To find out, scientists at the CDC recently launched experiments in the agency’s labs in which they infected ferrets with both the new H1N1 virus and the highly lethal H5N1 avian flu virus to see if they might “reassort” to create a new hybrid.
The scientists want to know whether a combination of the H1N1 virus -– highly transmissible, but not terribly deadly -– and the H5N1 flu virus could create an easily transmissible, deadly scourge. The H5N1 virus has only sickened 440 people world-wide since 2003 and generally isn’t transmitted from one person to another. But it has killed 262, or about 60%, of those people, according to the World Health Organization.

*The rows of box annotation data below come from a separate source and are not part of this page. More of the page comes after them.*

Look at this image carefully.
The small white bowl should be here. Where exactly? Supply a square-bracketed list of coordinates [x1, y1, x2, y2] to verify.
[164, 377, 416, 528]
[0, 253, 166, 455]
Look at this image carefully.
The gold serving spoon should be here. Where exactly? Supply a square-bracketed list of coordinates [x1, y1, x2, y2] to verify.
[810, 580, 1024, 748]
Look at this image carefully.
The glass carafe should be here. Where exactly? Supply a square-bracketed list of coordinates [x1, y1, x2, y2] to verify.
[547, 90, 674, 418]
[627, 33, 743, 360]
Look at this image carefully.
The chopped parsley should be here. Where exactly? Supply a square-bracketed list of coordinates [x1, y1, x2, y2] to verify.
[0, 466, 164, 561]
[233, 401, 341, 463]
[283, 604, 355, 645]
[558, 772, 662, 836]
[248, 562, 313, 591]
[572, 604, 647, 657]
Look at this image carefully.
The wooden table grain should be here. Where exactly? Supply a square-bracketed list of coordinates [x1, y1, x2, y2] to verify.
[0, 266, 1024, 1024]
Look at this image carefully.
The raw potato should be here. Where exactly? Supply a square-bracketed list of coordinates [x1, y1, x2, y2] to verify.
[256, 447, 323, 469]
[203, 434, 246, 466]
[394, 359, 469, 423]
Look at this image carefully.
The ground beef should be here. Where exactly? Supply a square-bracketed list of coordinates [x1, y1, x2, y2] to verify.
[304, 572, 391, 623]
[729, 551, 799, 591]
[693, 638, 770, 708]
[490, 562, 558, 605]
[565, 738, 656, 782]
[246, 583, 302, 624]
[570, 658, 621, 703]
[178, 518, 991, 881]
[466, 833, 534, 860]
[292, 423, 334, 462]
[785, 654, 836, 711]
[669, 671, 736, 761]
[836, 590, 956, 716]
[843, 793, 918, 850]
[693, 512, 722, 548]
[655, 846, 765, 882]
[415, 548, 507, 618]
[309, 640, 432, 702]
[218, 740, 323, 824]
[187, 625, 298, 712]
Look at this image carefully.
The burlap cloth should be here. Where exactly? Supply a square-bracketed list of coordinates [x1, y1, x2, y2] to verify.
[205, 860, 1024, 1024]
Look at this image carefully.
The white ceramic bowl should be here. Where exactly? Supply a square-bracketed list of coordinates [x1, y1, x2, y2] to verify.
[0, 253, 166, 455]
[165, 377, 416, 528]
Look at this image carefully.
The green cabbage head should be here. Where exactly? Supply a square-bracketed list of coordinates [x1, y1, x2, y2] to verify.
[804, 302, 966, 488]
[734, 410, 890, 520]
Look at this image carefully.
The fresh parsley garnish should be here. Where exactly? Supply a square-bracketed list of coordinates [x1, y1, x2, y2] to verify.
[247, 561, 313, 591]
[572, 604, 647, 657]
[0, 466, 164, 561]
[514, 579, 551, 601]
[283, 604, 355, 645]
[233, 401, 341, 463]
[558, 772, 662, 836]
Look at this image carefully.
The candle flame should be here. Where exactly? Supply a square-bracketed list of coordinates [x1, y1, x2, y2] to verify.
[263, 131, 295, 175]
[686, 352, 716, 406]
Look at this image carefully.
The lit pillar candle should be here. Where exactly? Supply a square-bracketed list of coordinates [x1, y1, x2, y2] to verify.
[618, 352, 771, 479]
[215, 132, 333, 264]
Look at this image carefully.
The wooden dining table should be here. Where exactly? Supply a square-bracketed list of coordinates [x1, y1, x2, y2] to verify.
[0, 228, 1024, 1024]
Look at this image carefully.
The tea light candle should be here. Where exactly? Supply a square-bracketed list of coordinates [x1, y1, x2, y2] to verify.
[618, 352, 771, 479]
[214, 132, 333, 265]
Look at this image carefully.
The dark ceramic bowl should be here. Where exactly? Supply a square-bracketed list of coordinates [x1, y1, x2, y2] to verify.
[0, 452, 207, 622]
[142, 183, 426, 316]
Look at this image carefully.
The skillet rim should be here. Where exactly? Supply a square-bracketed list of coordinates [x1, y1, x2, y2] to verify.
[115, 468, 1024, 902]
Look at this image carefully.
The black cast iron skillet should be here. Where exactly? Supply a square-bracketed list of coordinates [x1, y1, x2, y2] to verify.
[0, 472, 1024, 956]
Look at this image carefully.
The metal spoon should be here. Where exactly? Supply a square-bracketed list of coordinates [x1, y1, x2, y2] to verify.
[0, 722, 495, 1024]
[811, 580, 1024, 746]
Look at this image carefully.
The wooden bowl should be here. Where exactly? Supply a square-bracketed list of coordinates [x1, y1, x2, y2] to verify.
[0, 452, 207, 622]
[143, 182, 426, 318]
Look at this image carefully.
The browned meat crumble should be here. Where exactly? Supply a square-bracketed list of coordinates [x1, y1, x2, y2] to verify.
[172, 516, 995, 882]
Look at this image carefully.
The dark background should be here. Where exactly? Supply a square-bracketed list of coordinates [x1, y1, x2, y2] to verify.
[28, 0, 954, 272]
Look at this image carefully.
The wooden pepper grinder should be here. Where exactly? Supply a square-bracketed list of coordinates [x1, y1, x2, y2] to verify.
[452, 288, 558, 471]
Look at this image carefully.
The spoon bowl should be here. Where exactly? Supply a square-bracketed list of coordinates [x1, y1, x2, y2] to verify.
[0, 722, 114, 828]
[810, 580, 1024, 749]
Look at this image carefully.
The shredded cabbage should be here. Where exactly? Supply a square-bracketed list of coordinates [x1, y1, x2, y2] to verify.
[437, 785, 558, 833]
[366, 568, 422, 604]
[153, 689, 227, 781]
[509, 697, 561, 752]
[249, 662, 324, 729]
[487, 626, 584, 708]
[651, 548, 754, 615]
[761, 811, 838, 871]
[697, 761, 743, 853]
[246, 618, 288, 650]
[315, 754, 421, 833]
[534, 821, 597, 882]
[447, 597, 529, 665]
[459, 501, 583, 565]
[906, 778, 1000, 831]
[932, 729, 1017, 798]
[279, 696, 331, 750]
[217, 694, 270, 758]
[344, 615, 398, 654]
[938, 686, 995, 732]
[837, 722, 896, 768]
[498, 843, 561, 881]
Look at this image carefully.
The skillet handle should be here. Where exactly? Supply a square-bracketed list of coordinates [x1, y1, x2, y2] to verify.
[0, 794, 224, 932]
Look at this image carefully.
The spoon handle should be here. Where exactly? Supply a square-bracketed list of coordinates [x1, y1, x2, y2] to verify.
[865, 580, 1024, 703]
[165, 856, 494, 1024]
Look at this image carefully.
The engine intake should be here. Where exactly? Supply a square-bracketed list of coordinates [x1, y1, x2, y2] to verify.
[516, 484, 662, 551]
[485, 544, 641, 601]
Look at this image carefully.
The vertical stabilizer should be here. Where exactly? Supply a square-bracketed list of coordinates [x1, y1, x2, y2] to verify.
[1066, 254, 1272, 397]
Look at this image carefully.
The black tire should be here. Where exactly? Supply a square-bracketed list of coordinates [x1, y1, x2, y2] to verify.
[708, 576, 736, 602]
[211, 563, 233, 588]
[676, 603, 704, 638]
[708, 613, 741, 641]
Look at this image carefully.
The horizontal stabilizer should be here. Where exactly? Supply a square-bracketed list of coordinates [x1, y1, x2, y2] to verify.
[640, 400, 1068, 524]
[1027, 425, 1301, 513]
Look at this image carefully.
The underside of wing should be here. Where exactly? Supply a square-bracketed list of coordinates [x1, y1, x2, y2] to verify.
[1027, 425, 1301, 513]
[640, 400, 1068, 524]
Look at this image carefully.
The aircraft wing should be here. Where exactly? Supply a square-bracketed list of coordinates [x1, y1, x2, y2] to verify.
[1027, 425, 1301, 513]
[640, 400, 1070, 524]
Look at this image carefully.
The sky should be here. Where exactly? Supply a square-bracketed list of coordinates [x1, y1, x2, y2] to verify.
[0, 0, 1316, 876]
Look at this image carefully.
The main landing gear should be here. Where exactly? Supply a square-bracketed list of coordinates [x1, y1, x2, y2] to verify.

As the new H1N1 flu has spread, flu experts have kept a close eye on Egypt and parts of the world where human H5N1 infections are occurring too. The two viruses could mix if they infected the same person simultaneously. The new H1N1 virus was also detected recently in turkeys in Chile, proving that it has the capacity to jump to birds, another potential source for reassortment.
The CDC scientists don’t have results of their lab experiments in ferrets yet, said Michael Shaw, associate director for laboratory science for the agency’s influenza division. While the experiments could produce viable combinations of the two viruses, the real question is whether any could create a virus that would spread, he said. “Viability is one thing,” he cautioned. “Whether it’s easily transmissible is another.”
Other experiments conducted so far suggest the new H1N1 virus isn’t terribly prone to doomsday changes. Viruses can change through either mutation of genetic material, or by reassorting with another flu virus. The new virus is lacking certain characteristics that would allow it to mutate to become more virulent, said Nancy Cox, chief of the CDC’s influenza division. “It would be difficult for this virus to acquire some of those known virulence markers,” she said.
As for reassortment, so far the new H1N1 virus hasn’t shown a penchant for mixing with other common flu viruses. In a research note published in late August on the Web site PloS Currents: Influenza, scientists infected ferrets both with the new H1N1 virus and common seasonal strains of H1N1 and H3N2 flu. The new H1N1 pandemic virus didn’t reassort.
“Co-infection of seasonal and pandemic strains did not result in the rapid selection of reassortant viruses that either improved replication or transmission or exacerbated virulence,” they concluded. The federally funded study was led by scientists at the University of Maryland.
Whatever any of the experiments show, CDC officials warn against drawing definitive conclusions. “Influenza is really unpredictable,” Cox said.